Les prothèses de jambe que le couple avait reçues en RDC étaient très vieilles, si malcommodes au quotidien qu’elles les empêchaient de travailler pour subvenir aux besoins de leur famille. Elles leur faisaient mal, provoquant parfois des chutes.

« Marcher était très difficile. Certaines tâches étaient impossibles à réaliser pour moi, comme aller chercher de l'eau ou jardiner. Mes enfants sont encore très jeunes et ne peuvent pas m'aider pour accomplir ces tâches quotidiennes. Pendant que j’allaitais, marcher en portant mon bébé était très dur, car parfois ma prothèse se détachait et me faisait tomber, » se souvient Justine.

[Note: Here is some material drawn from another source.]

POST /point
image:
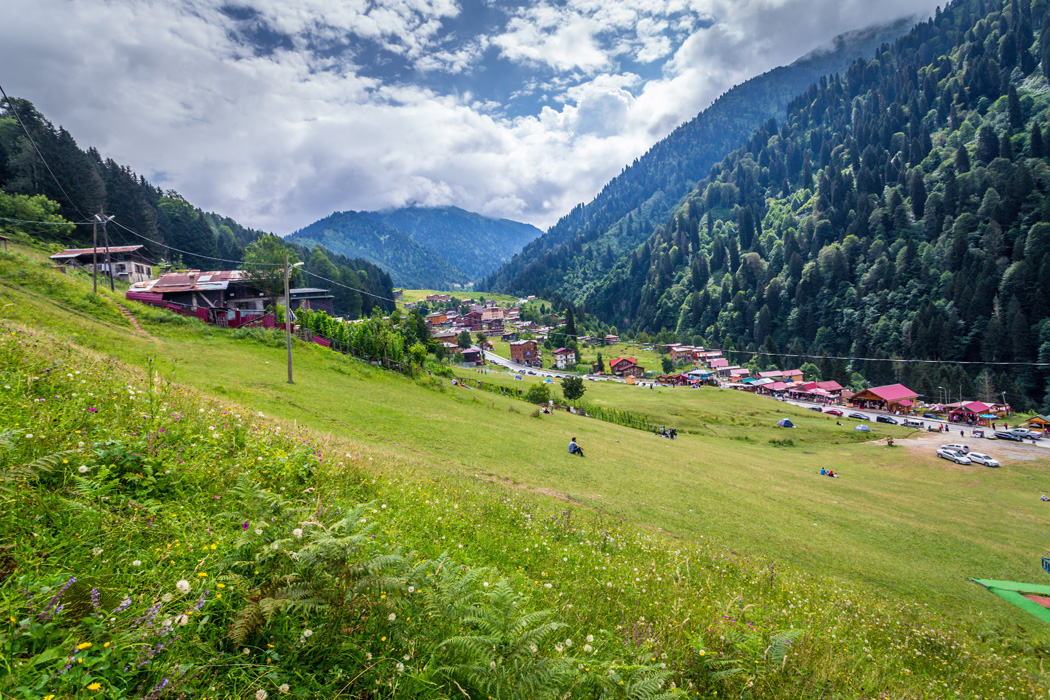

Une prothèse et des béquilles pour le couple

Majambere utilise ses nouvelles béquilles pour marcher. © Infomercial Media / HIEn 2022, Justine a été accompagnée par un kinésithérapeute de HI. Celui-ci lui a fourni une paire de béquilles et lui a montré comment s’en servir. Cette aide lui a été précieuse pendant un temps, jusqu’à la naissance de son dernier enfant. Après, Justine ne pouvait plus porter son nouveau-né et utiliser ses béquilles en même temps. Alors, en 2023, elle a reçu une toute nouvelle prothèse de jambe dont l’emboîture a été imprimée grâce à une imprimante 3D. Une révolution pour la jeune femme qui a réappris à marcher seule et a pu se lancer dans de nouvelles activités.

« Aujourd’hui je peux marcher seule, mon équilibre s’est amélioré. Je ne suis plus gênée et les douleurs ont disparu ! Je peux aller chercher de l’eau, me rendre au centre de santé et jardiner. Et grâce aux récoltes du jardin, je peux améliorer l’ordinaire de la famille. » se réjouit Justine. « J’espère que mon mari pourra lui aussi avoir une nouvelle prothèse ! »

HI œuvre aujourd’hui à trouver une solution pour lui fournir cette nouvelle prothèse, différente de celle de Justine car elle doit commencer au-dessus du genou. En attendant, il a reçu des béquilles pour l’aider à marcher avec son ancienne prothèse.

Le projet InCharge a été mené en Ouganda entre août 2021 et juillet 2024, sous la direction de Medical Teams International. En tout, plus de 5 100 personnes ont été accompagnées dans les camps de Kyangwali et Kyaka, dont environ 1 400 en réadaptation et 3 700 en santé mentale.